Felizmente, o problema brasileiro é mais político do que econômico. O País sabe exatamente o que tem que fazer para retomar o crescimento. Há um consenso entre empresários e setores majoritários da academia e da imprensa. A classe política, notoriamente focada em questões de umbigo e paróquia, ainda precisa ser convencida — um jogo de persuasão que Meirelles aprecia.
Com o triunvirato Dilma-Levy-Barbosa, as chances de alguma reforma significativa são mínimas. A Presidente está preocupada em terminar o mandato — mesmo que ao custo de desconforto e isolamento descomunais. Levy não tem mais condições, e Barbosa nunca teve as convicções.
Se nada mudar, a economia tende a continuar piorando, e o desemprego fará o serviço que as pessoas indignadas que hoje lotam a Paulista estão tentando fazer.
E é aí que o instinto de sobrevivência de Dilma e o cálculo político de Lula se encontram, na matriz dos resultados possíveis (os desejados e os não).

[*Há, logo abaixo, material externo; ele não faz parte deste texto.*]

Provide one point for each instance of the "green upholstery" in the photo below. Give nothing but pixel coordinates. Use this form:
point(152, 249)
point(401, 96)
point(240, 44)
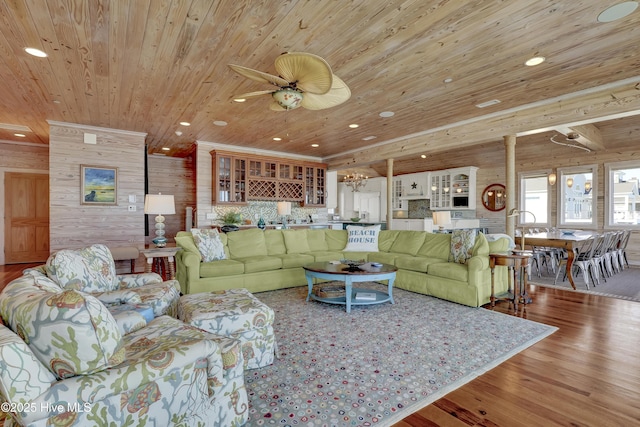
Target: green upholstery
point(273, 259)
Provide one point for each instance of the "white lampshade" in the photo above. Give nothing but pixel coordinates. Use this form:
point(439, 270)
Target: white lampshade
point(284, 208)
point(442, 218)
point(159, 204)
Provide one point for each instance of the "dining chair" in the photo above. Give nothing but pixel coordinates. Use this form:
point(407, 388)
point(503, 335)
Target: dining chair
point(582, 261)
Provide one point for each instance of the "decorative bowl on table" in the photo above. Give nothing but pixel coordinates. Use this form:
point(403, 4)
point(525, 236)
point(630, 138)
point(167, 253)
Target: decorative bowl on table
point(353, 265)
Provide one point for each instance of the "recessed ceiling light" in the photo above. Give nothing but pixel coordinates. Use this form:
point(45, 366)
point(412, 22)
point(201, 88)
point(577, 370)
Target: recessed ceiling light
point(35, 52)
point(488, 103)
point(536, 60)
point(617, 11)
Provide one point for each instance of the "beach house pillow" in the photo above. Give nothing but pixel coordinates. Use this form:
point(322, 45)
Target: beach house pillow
point(362, 239)
point(462, 242)
point(209, 244)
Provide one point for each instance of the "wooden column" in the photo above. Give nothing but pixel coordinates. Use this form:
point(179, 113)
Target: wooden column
point(389, 192)
point(510, 184)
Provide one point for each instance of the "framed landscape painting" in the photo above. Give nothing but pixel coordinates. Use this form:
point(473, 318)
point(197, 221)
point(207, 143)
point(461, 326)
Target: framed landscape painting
point(99, 185)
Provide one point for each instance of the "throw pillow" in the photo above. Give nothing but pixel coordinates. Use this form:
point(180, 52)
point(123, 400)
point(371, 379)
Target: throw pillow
point(209, 244)
point(462, 242)
point(362, 239)
point(88, 269)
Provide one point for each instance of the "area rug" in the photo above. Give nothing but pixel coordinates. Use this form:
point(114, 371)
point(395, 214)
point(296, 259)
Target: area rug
point(379, 363)
point(623, 285)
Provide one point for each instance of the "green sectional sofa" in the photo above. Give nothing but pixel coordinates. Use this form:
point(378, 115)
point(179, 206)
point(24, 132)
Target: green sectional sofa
point(272, 259)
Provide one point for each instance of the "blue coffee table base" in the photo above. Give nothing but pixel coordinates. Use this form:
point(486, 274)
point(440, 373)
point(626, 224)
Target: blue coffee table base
point(350, 292)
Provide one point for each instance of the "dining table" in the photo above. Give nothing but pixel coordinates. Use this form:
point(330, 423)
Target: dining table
point(564, 239)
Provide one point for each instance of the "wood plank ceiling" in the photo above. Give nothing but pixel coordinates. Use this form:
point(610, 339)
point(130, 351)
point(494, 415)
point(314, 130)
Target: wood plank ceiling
point(147, 65)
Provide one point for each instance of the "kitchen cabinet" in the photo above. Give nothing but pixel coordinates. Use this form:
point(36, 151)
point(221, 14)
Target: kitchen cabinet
point(454, 189)
point(425, 224)
point(229, 179)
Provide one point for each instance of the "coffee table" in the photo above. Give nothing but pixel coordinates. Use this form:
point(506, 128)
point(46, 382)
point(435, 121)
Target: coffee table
point(349, 275)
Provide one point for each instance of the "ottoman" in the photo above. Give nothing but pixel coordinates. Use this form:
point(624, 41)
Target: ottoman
point(234, 313)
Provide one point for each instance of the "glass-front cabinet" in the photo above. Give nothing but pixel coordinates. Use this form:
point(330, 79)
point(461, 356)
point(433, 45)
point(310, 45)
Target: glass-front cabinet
point(238, 178)
point(315, 186)
point(230, 179)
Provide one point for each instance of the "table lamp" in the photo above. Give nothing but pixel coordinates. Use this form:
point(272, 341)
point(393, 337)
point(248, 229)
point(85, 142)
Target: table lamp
point(441, 218)
point(284, 210)
point(516, 212)
point(160, 205)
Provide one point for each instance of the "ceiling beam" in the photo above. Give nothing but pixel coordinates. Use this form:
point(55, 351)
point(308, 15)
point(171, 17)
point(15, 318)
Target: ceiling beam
point(536, 119)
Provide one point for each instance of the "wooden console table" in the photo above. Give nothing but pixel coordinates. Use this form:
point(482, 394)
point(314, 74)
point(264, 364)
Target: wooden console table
point(156, 258)
point(517, 265)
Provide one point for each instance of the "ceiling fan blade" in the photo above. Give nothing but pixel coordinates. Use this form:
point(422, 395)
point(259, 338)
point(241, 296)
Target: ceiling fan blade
point(338, 94)
point(254, 94)
point(309, 72)
point(259, 76)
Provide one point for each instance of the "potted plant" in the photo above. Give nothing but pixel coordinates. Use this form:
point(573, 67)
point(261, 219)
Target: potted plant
point(230, 221)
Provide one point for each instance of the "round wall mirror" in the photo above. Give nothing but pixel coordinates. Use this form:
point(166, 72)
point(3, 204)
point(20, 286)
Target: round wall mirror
point(494, 197)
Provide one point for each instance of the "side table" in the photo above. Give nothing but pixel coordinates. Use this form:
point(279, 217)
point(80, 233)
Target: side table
point(517, 265)
point(156, 257)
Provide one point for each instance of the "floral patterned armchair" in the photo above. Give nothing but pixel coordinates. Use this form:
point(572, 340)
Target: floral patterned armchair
point(65, 360)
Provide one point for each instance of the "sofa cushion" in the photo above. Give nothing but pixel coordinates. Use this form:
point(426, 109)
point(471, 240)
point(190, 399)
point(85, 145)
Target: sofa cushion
point(336, 239)
point(383, 257)
point(275, 242)
point(209, 244)
point(449, 270)
point(296, 260)
point(462, 243)
point(408, 242)
point(317, 240)
point(436, 245)
point(296, 241)
point(362, 239)
point(386, 239)
point(71, 332)
point(225, 267)
point(419, 263)
point(259, 263)
point(89, 269)
point(247, 243)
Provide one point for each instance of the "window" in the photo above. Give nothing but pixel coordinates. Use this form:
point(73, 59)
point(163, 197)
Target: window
point(577, 190)
point(534, 198)
point(621, 197)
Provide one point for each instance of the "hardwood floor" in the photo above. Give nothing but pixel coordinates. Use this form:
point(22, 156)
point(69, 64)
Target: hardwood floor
point(585, 374)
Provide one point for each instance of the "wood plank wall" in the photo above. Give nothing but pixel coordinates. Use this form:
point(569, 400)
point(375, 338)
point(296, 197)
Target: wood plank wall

Com Levy (mas não por culpa dele), Dilma desencarnará de seu corpo político numa morte lenta, gradual e horrorosa; com Meirelles, ela ainda tem alguma chance de sobrevida (noves fora TCU, TSE, etc). Com Levy, Lula presidirá o enterro do PT em 2018; com Meirelles e uma retomada (via ajuste), ele tenta ficar vivo para lutar outra batalha. É isso que animais políticos fazem. É só nisso que eles pensam. E essa, senhoras e senhores, pode ser a melhor notícia para a economia em 2016.